IV. Comment fait-on le diagnostic ?

Le diagnostic repose sur deux piliers complémentaires : des manifestations cliniques compatibles et des analyses de sang qui mettent en évidence les anticorps du SAPL persistant dans le temps11.

La prise de sang recherche la présence : 

  • D’un anticoagulant lupique (ou anticoagulant circulant de type lupique) détecté par des tests de coagulation. Son nom est trompeur car il favorise en réalité la formation des caillots.
  • D’anticorps anticardiolipine 
  • D’anticorps anti-bêta-2-glycoprotéine 1

Un point essentiel : un seul test positif ne suffit pas. Il faut que la positivité soit confirmée sur un second prélèvement réalisé au moins 12 semaines plus tard, car des anticorps peuvent apparaître transitoirement sans signifier la maladie. 

Lorsque les trois tests sont positifs en même temps (on parle de triple positivité), le risque de thrombose est nettement plus élevé : il est estimé à environ 5 % par an, alors qu’il est beaucoup plus faible quand un seul test est positif. 

Ce risque augmente encore en présence des facteurs de risque habituels de caillot sanguin (tabagisme, hypertension, excès de cholestérol…).

V. Quels sont les traitements du SAPL12 ?

Il n'existe pas, à ce jour, de traitement faisant disparaître durablement ces anticorps. La prise en charge vise donc à empêcher la formation des caillots et à corriger les autres facteurs de risque de thrombose : arrêter le tabac, traiter une tension élevée ou un excès de cholestérol, éviter les contraceptifs contenant des œstrogènes qui augmentent le risque de caillot.

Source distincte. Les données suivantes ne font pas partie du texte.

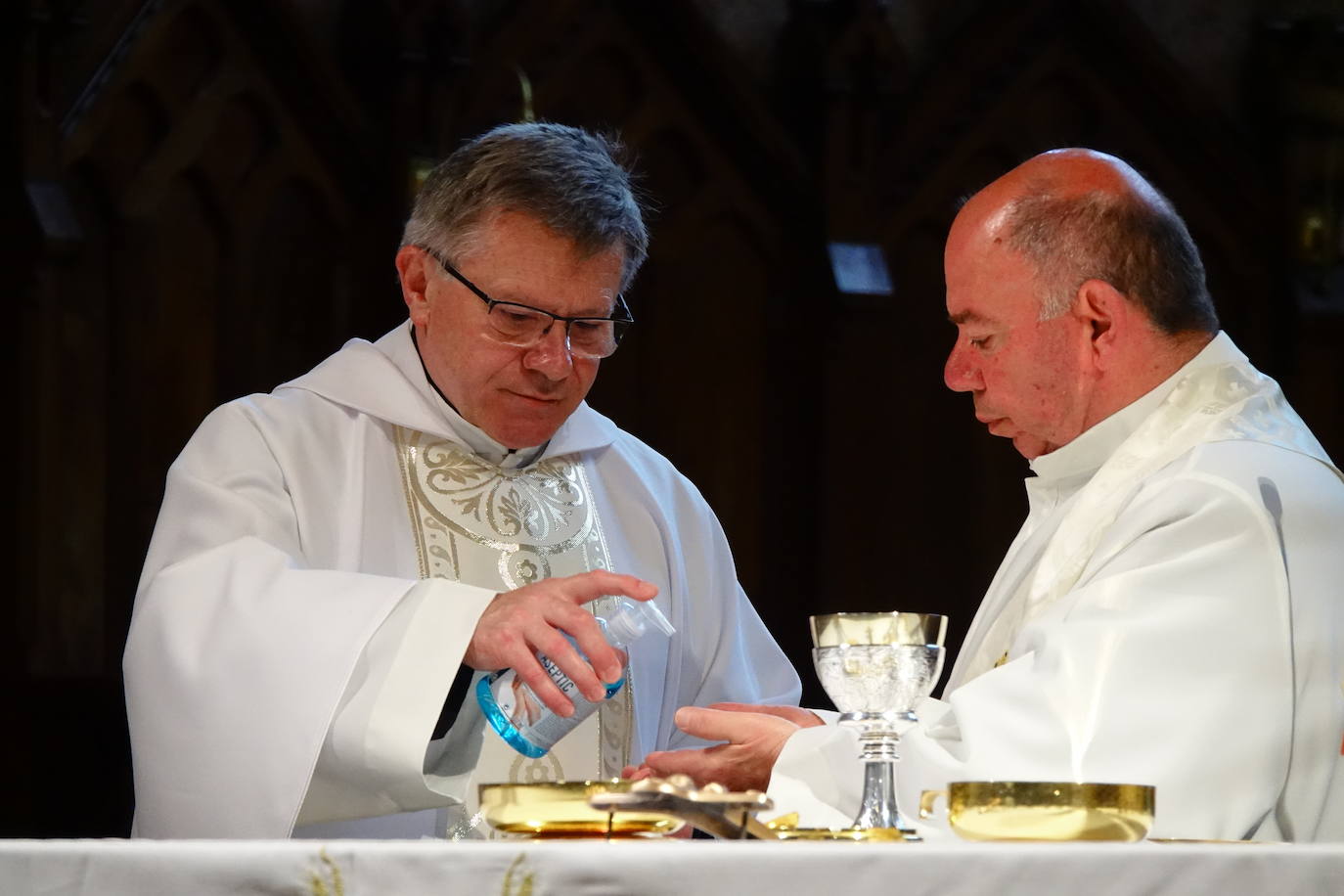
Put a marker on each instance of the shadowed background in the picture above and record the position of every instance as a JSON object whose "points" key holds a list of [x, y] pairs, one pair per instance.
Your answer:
{"points": [[203, 201]]}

Pour empêcher la formation des caillots on utilise des médicaments qui fluidifient le sang. 

  • Chez les personnes ayant déjà présenté un caillot veineux, par exemple une phlébite ou une embolie pulmonaire, un traitement anticoagulant au long cours est généralement prescrit. Il s’agit le plus souvent d’un anti-vitamine K (AVK), dont la dose est adaptée et régulièrement contrôlée par des prises de sang.
  •  Chez les personnes ayant déjà présenté une thrombose artérielle, un traitement anticoagulant au long cours est également le plus souvent prescrit, généralement par anti-vitamine K, avec une surveillance régulière du dosage.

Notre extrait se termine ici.